To use the SECPACKAGELIST system option, SECPACKAGE must be set to negotiate. The IOM server requires these two security package options to support single sign-on (SSO) to IOM servers. The connecting client should initialize with a security package name that matches what you have specified on the server. The negotiate value allows the client and server to negotiate a site-specific package to use.

Examples

EXAMPLE 1:

In the following example, the IOM server specifies either Kerberos or NTLM security for authenticating incoming client requests:

-sspi
-secpackage "negotiate"
-secpackagelist "Kerberos,NTLM"

EXAMPLE 2:

In the following example, the IOM server specifies Kerberos security only for authenticating incoming client requests:

-sspi
-secpackagelist "kerberos"

In the preceding example, SECPACKAGE does not have to be specified because it defaults to negotiate. The only protocol in the list to negotiate is Kerberos. Therefore, all clients that connect to the server must use Kerberos or fail the connection.
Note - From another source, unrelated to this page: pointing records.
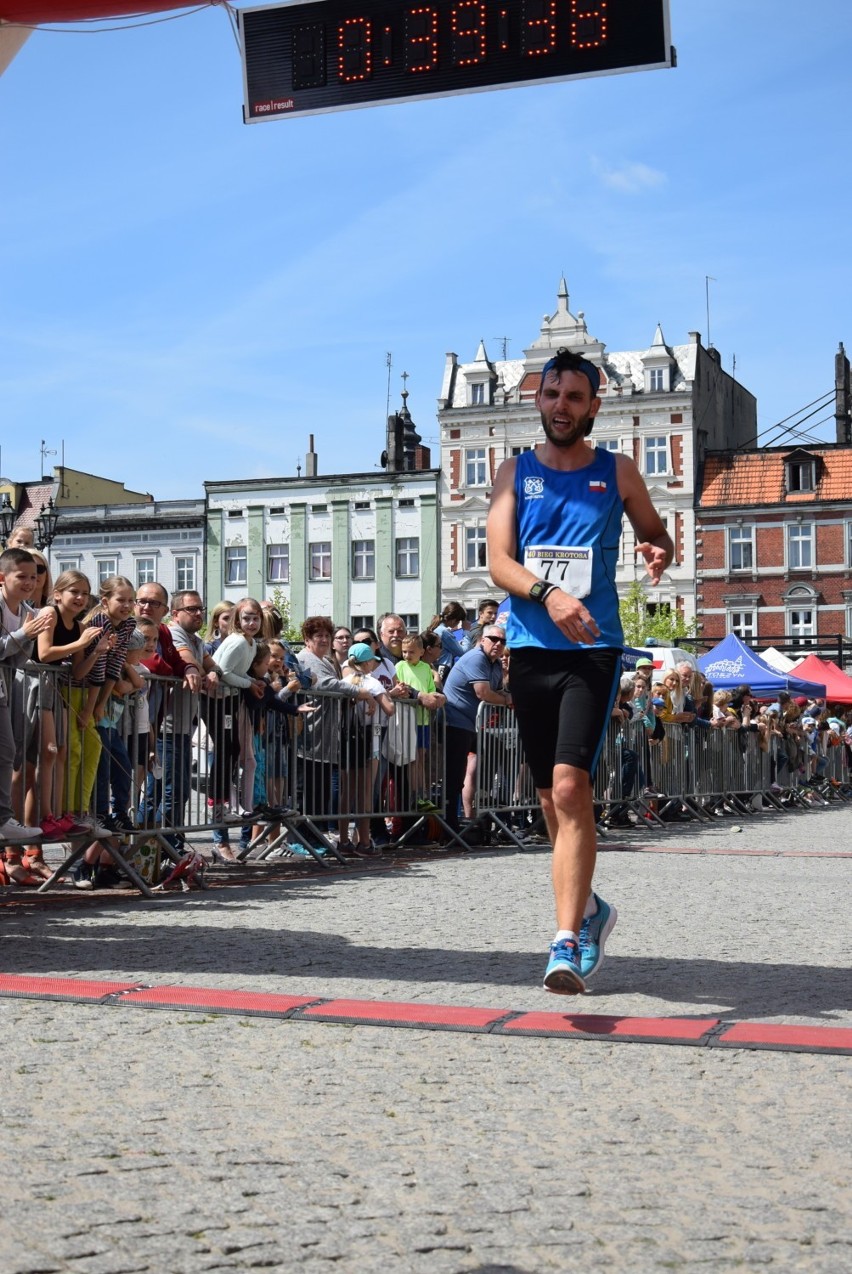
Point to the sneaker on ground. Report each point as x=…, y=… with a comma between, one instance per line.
x=563, y=973
x=54, y=828
x=73, y=826
x=83, y=875
x=594, y=933
x=17, y=833
x=94, y=826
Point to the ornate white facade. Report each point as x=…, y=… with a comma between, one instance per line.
x=665, y=405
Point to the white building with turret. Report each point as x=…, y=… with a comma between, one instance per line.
x=664, y=405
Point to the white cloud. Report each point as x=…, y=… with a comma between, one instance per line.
x=628, y=178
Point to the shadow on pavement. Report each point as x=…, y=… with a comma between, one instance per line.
x=306, y=962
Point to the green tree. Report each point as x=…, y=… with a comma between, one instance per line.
x=638, y=623
x=291, y=632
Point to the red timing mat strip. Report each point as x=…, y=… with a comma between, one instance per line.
x=703, y=1032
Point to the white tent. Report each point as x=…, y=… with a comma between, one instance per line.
x=777, y=660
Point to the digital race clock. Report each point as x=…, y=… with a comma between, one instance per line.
x=334, y=55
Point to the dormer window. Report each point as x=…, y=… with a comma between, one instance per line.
x=801, y=474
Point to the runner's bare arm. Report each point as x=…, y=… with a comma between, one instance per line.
x=652, y=538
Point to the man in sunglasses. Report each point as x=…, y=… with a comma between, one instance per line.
x=553, y=540
x=475, y=678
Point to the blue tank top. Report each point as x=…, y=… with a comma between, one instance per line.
x=568, y=531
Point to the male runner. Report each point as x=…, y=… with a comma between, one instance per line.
x=553, y=540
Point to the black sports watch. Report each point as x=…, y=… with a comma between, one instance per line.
x=540, y=590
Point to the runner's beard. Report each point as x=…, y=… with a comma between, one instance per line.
x=560, y=440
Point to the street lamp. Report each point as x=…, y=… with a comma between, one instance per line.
x=7, y=517
x=46, y=525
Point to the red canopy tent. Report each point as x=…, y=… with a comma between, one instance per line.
x=838, y=686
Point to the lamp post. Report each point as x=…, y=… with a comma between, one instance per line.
x=7, y=517
x=46, y=525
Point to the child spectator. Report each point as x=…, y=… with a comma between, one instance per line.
x=108, y=683
x=413, y=670
x=361, y=738
x=19, y=626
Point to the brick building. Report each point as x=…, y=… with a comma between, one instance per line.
x=774, y=544
x=664, y=405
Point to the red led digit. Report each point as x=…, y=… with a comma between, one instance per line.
x=354, y=50
x=503, y=28
x=468, y=27
x=539, y=28
x=589, y=24
x=422, y=38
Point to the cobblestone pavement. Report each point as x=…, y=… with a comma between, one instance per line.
x=173, y=1140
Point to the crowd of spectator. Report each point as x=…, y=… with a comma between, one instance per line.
x=108, y=747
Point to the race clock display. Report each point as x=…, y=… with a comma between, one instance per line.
x=334, y=55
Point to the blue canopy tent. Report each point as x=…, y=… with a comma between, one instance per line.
x=731, y=664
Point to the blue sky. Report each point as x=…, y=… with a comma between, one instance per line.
x=186, y=297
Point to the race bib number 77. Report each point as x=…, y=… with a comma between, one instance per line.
x=571, y=568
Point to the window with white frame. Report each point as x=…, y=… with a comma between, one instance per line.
x=475, y=466
x=801, y=613
x=106, y=567
x=740, y=548
x=185, y=575
x=145, y=571
x=656, y=455
x=363, y=559
x=278, y=563
x=475, y=551
x=320, y=559
x=801, y=623
x=743, y=624
x=408, y=557
x=236, y=565
x=800, y=547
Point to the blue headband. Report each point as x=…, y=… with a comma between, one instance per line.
x=587, y=368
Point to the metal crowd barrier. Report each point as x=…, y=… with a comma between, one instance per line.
x=693, y=772
x=308, y=782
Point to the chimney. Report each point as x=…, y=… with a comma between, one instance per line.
x=842, y=398
x=311, y=460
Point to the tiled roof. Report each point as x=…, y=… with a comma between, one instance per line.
x=754, y=478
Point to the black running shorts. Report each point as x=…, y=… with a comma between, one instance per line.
x=563, y=700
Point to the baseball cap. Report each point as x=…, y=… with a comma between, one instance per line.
x=361, y=652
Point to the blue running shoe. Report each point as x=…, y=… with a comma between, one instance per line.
x=563, y=975
x=594, y=933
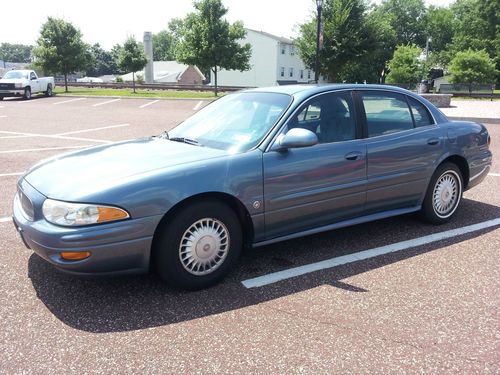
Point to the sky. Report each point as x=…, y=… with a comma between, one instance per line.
x=109, y=22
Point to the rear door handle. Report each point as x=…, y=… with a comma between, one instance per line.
x=355, y=155
x=433, y=141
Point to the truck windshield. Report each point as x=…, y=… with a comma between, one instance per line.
x=13, y=74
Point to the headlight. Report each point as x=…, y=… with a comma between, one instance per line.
x=75, y=214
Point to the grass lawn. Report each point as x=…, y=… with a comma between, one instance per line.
x=83, y=91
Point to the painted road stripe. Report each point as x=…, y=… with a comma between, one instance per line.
x=55, y=136
x=366, y=254
x=69, y=101
x=148, y=104
x=104, y=103
x=93, y=129
x=197, y=106
x=44, y=149
x=11, y=174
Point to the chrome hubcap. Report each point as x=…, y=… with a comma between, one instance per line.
x=446, y=194
x=204, y=246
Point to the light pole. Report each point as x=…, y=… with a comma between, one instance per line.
x=319, y=7
x=429, y=40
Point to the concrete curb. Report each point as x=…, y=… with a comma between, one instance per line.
x=483, y=120
x=128, y=97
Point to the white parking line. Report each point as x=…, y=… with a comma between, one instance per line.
x=69, y=101
x=366, y=254
x=93, y=129
x=107, y=102
x=11, y=174
x=44, y=149
x=55, y=136
x=197, y=106
x=148, y=104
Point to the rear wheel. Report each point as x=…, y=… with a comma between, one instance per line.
x=27, y=93
x=49, y=90
x=443, y=194
x=198, y=246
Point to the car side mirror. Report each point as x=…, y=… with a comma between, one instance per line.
x=297, y=137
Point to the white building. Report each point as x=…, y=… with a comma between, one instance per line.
x=171, y=72
x=274, y=61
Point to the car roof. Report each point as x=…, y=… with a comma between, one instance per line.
x=311, y=89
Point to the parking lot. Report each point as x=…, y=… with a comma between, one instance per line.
x=433, y=306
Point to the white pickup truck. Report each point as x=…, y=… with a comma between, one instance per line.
x=25, y=83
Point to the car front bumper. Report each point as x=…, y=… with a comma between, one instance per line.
x=116, y=248
x=11, y=93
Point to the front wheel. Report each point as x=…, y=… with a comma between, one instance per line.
x=27, y=93
x=443, y=194
x=198, y=246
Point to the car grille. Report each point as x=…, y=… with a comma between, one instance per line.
x=7, y=86
x=26, y=205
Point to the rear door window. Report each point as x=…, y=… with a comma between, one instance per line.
x=420, y=114
x=386, y=113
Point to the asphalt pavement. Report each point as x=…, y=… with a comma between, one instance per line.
x=432, y=308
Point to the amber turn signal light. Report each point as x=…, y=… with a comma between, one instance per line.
x=111, y=214
x=75, y=255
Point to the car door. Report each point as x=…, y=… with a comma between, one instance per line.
x=403, y=145
x=318, y=185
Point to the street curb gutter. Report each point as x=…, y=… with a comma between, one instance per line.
x=130, y=97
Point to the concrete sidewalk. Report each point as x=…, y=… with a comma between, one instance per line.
x=484, y=111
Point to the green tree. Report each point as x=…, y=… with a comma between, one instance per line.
x=405, y=66
x=476, y=27
x=439, y=27
x=408, y=19
x=372, y=65
x=60, y=49
x=210, y=42
x=18, y=53
x=346, y=38
x=132, y=58
x=472, y=67
x=103, y=62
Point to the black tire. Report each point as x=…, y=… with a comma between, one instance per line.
x=49, y=92
x=443, y=195
x=174, y=238
x=27, y=93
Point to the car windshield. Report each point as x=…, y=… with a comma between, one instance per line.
x=236, y=122
x=13, y=74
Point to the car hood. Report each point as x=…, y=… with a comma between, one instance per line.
x=12, y=80
x=79, y=174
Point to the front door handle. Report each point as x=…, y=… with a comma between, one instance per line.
x=433, y=141
x=355, y=155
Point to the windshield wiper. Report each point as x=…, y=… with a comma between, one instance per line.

It is important that the protocols of both the client and server match. The client is also forced to use Kerberos if the server displays only Kerberos in the package list.

EXAMPLE 3:

In the following example, the IOM server specifies NTLM security only for authenticating incoming client requests:

-sspi
-secpackagelist "ntlm"

In the preceding example, SECPACKAGE does not have to be specified because it defaults to negotiate. The only protocol in the list to negotiate is NTLM. Therefore, all clients that connect to the server must use NTLM or fail the connection. It is important that the protocols of both the client and server match. The client is also forced to use NTLM if the server displays only NTLM in the package list.